Her sister Emily expanded on this: “We hear about it [politics] mostly through social media.”

According to fairvote.org, an organization dedicated to giving voters more choices, more representation, and a better government, approximately 40% of the entire population votes in the midterm elections compared to 60% that typically votes in the presidential elections. 

A total of 91% of EHS students who are eligible this year stated they planned to vote, while 9% said they would not.

One of Pennsylvania’s most heated elections is for the Senate seat; the incumbent Senator Pat Toomey is not seeking reelection this year. 

Two of the leading candidates — of the six total — are Republican surgeon Mehmet Oz and Democratic Lieutenant Governor John Fetterman.

The result of this election will alter the balance of Democratic and Republican seats in the senate. 

On a local scale, a highly contested election is taking place between Democratic incumbent Susan Wild and Republican Lisa Scheller. 

Similar to the presidential election, many citizens are single-issue voters. This means that they vote for a candidate based on their beliefs about one specific issue. 

These issues can be seen through attack ads focusing on aborton rights by both Lisa Scheller and Susan Wild. 

Senior Khalil Moosa is frustrated with the amount of ads he sees, 

“Every time I watch YouTube I see so many political ads,” said Moosa. “To be honest it is really annoying.”

These ads reflect issues politicians believe their audiences care about the most, meaning they can swing on the fence voters to their “side” based on one issue alone.

Senior Blaise Verrastro likes to look at the big picture, representing a sizable portion of Americans that do not consider themselves a single-issue voter. 

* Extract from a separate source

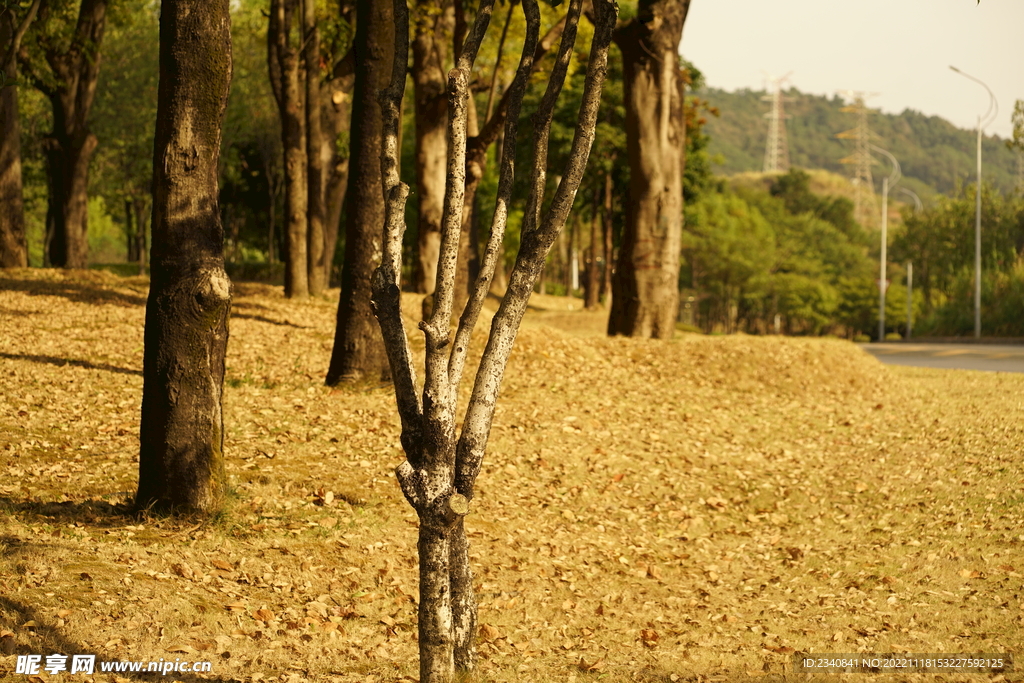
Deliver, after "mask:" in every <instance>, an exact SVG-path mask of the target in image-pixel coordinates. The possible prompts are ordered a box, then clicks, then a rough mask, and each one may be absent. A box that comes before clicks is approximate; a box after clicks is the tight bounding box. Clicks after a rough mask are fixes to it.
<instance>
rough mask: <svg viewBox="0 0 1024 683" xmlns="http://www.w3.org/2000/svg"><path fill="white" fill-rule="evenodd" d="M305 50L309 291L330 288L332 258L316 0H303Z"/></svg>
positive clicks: (302, 23) (306, 163)
mask: <svg viewBox="0 0 1024 683" xmlns="http://www.w3.org/2000/svg"><path fill="white" fill-rule="evenodd" d="M302 33H303V35H304V36H305V38H304V40H303V53H304V55H305V66H306V164H307V165H306V168H307V173H306V195H307V197H308V211H307V215H308V230H307V232H306V238H307V243H308V247H307V249H308V259H309V261H308V268H307V272H308V275H307V278H308V281H309V293H310V294H312V295H313V296H316V295H319V294H322V293H323V292H324V290H326V289H327V285H328V283H327V279H328V259H327V242H326V238H325V232H324V229H325V227H324V222H325V219H326V213H327V207H326V206H325V202H324V190H325V181H324V180H325V179H324V135H323V132H322V125H321V85H319V79H321V68H319V59H321V52H319V28H318V27H317V26H316V2H315V0H302Z"/></svg>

“No one specific issue is more important in my opinion,” Verrastro said. “An opinion on one would not win me over.” 

Students at Emmaus High School shared which issues, if any, that they cared about.

The most popular issues were climate change with 16.8%, women’s rights with 14.7%, the economy with 11%, and the Second Amendment with 9.4%. 

According to usnews.com, these topics reflect the majority of U.S. political issues.

Gun rights/gun control, health care, climate change, and abortion rights/access are some of the most important issues to the american people and, in turn, the students of Emmaus High School. 

The 22-23 midterm election season will decide how the American democracy will continue through the rest of Biden’s presidency, and into the future.

Students — like those at Emmaus High School — have a large role in deciding this fate, regardless of political affiliation or issue-based decisions. Their votes will make a difference.